Bangladesh seeks justice for 1971 war crimes, fears attacks
Security will be stepped up at government installations across Bangladesh amid fears of possible attacks by Islamists or criminal gang. The alert comes as the country prepares to put on trial dozens of people alleged to have committed war crimes during Bangladesh's 1971 war of independence.world Updated: Jun 08, 2009 14:33 IST
Bangladesh has ordered security stepped up at government installations across the country amid fears of possible attacks by Islamists or criminal gangs, officials said on Monday.
The alert comes as the south Asian country prepares to put on trial later this month dozens of people alleged to have committed war crimes during Bangladesh's 1971 war of independence.
"We have sent a letter to the home ministry to take measures against any militant threat or action on the basis of intelligence reports," Law Minister Shafique Ahmed told reporters late on Sunday.

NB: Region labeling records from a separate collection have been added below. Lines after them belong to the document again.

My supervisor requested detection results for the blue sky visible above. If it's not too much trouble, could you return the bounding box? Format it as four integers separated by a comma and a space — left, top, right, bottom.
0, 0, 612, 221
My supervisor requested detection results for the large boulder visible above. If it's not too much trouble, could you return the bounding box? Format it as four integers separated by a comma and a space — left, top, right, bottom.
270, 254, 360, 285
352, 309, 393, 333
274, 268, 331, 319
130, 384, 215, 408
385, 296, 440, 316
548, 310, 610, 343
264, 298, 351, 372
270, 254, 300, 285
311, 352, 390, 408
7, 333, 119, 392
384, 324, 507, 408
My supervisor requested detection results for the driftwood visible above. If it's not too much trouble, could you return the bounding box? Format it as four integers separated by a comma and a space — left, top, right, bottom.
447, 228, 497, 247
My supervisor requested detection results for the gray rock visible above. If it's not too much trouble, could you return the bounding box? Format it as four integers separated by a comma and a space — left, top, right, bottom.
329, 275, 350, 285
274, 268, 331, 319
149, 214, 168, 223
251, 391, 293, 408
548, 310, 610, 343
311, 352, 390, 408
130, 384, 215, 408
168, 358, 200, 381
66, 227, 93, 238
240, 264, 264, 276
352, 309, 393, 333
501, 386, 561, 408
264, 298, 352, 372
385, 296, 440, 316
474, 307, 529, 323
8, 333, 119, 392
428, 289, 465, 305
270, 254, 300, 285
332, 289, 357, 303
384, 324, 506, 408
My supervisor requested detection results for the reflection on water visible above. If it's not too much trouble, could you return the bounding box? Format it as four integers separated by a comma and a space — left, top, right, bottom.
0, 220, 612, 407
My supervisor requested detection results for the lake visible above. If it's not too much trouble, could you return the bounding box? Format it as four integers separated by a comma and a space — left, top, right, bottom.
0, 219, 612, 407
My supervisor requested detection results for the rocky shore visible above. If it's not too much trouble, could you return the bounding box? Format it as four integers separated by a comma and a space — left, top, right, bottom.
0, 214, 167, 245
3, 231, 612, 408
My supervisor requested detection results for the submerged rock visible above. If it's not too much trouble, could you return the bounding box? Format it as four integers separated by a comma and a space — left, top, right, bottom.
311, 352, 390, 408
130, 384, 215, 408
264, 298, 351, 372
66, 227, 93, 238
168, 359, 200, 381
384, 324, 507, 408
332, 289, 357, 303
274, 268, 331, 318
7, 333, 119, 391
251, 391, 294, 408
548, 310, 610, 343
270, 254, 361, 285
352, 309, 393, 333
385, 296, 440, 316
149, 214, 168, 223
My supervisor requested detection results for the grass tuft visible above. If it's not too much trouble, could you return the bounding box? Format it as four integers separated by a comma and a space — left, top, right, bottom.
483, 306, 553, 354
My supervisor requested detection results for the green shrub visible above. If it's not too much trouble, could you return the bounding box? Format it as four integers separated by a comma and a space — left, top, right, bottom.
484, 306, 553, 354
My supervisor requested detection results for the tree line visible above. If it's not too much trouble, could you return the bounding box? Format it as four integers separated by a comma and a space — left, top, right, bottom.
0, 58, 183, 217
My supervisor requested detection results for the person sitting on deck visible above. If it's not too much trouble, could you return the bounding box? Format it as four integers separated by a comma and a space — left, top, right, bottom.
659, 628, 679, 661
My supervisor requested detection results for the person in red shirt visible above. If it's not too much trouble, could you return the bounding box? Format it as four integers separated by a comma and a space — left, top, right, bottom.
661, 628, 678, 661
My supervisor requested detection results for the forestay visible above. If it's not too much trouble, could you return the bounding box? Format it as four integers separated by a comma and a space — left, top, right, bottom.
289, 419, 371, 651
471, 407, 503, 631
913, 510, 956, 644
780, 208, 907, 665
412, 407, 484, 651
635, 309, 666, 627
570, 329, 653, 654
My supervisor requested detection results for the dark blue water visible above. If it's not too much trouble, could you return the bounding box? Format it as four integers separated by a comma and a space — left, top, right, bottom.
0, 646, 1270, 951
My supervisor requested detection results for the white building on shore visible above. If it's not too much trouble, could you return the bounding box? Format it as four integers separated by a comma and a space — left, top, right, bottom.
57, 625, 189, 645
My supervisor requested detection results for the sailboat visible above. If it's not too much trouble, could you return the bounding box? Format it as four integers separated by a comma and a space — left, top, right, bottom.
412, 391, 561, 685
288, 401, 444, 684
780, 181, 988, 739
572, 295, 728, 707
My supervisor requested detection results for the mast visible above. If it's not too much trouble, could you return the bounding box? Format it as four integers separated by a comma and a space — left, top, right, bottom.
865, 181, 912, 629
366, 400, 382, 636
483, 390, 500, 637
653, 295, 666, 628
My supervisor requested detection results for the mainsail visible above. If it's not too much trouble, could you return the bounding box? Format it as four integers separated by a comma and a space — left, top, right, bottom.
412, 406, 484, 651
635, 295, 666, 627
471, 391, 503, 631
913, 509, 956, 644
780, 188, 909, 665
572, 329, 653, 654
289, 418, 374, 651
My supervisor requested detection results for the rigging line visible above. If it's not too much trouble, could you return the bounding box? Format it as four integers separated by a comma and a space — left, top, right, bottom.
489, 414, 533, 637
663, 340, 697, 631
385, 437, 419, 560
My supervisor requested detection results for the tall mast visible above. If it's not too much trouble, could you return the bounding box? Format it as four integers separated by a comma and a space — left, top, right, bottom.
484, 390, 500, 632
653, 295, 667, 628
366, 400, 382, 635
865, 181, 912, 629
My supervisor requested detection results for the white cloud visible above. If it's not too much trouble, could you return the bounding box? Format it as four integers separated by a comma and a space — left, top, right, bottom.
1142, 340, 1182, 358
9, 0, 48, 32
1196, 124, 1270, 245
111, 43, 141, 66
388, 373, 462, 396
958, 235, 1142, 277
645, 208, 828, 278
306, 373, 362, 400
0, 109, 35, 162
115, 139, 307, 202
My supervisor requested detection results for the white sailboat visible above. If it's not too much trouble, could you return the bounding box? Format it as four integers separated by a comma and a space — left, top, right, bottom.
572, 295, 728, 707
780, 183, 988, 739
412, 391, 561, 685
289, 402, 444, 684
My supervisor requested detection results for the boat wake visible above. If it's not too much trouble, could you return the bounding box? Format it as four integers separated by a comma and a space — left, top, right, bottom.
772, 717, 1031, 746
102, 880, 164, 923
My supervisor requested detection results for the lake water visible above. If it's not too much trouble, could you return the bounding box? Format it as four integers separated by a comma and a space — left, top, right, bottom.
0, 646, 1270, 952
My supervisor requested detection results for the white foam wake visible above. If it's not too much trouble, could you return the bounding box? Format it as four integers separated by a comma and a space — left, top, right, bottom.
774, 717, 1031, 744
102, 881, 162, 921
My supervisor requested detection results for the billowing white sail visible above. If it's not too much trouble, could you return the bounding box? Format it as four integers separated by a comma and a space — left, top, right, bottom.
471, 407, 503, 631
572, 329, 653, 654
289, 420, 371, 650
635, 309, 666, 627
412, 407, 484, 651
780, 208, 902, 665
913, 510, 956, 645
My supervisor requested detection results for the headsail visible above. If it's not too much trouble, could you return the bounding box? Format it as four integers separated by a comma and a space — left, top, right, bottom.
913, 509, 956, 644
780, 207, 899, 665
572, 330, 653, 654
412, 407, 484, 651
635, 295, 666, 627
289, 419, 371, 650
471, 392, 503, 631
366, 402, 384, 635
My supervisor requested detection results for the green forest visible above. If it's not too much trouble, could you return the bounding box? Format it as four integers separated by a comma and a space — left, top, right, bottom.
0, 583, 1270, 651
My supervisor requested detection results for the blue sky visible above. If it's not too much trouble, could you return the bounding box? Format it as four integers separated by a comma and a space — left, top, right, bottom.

Security officials also fear a backlash following the recent arrest of three close associates of underworld don Daud Ibrahim. They confessed to a judicial magistrate of having run a clandestine criminal network for Daud.
One of the detainees told police that about 100 Daud agents were active in Bangladesh, an overwhelmingly Muslim country of more than 140 million people and already facing militancy by the Jamaat-ul-Mujahideen (JMB) and other outlawed groups.
The JMB is blamed for a series of bomb attacks in 2005 that killed dozens of people, including lawyers, judges and police in 2005.
Police and intelligence officials say they have been regrouping since Prime Minister Sheikh Hasina took office in January.
Jamaat's top leaders are among those facing trial for allegedly helping the Pakistani army in acts of genocide in what was then East Pakistan, now Bangladesh, during the war of independence.